Nun gehe man einem “heißen Herbst” entgegen, sagte Schallenberg. In den Brexit-Verhandlungen ticke die Uhr, es gebe aber aktuell keinen Fortschritt. Im Nahen Osten könnte sich die Lage vielleicht schon vor dem Herbst zuspitzen. Österreichs Position sei jedenfalls klar: Falls es zu einer einseitigen Annexion durch Israel komme, werde die österreichische Regierung diese klar verurteilen. “Das Völkerrecht ist und bleibt die rote Linie”, betonte Schallenberg. Auch die Beziehungen zu China thematisierte der Außenminister. Man müsse China erinnern, dass Macht auch Verantwortung und Engagement bedeute. Er bedauere, dass China die Teilnahme an den Abrüstungsgesprächen zwischen den USA und Russland, die vergangene Woche in Wien stattgefunden haben, abgelehnt hat. Längerfristig seien Abrüstungsbemühungen für beide Seiten ohne die Einbeziehung Chinas nicht zielführend, so Schallenberg. Die Entwicklung in Hongkong verfolge er mit wachsender Sorge. Trotz allem müsse man sich bemühen, den Dialog mit der aufstrebenden Weltmacht China aufrecht zu erhalten.

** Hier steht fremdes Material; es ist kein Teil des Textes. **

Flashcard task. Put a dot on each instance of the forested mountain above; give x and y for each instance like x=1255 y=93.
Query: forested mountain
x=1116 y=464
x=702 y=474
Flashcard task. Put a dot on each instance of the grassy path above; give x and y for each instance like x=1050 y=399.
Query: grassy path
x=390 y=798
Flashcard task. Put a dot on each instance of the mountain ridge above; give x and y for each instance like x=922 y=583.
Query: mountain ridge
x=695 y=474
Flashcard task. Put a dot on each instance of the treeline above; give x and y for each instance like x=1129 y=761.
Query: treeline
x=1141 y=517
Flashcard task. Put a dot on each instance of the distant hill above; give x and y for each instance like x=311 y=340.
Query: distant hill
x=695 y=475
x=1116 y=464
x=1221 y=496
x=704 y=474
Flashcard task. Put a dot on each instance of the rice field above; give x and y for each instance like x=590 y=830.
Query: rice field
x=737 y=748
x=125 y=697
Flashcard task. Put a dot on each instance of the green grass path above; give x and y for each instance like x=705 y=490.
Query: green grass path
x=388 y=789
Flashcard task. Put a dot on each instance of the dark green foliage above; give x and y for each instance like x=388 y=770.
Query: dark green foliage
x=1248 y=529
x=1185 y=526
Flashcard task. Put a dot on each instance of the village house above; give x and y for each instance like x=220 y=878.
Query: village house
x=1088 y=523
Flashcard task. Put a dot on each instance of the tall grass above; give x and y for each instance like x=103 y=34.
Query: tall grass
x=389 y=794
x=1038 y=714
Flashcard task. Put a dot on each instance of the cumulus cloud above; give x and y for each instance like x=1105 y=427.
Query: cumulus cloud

Die Türkei habe in den vergangenen Monaten auf mehreren Ebenen keine positive Rolle gespielt, etwa durch die Ereignisse an der türkisch-griechischen Grenze und das Bombardement im Nordirak. In den vergangenen Tagen habe man erlebt, wie ein innertürkischer Konflikt nach Österreich getragen wird, sagte Schallenberg mit Blick auf die Ausschreitungen in Favoriten. Dies sei Teil einer aggressiven Stimmungsmache, wie man sie in der Türkei erlebe. In Österreich habe das nichts verloren. Er habe in seinem Gespräch mit dem türkischen Botschafter daher seine Erwartung ausgedrückt, dass dieser einen Beitrag zur Deeskalation leistet.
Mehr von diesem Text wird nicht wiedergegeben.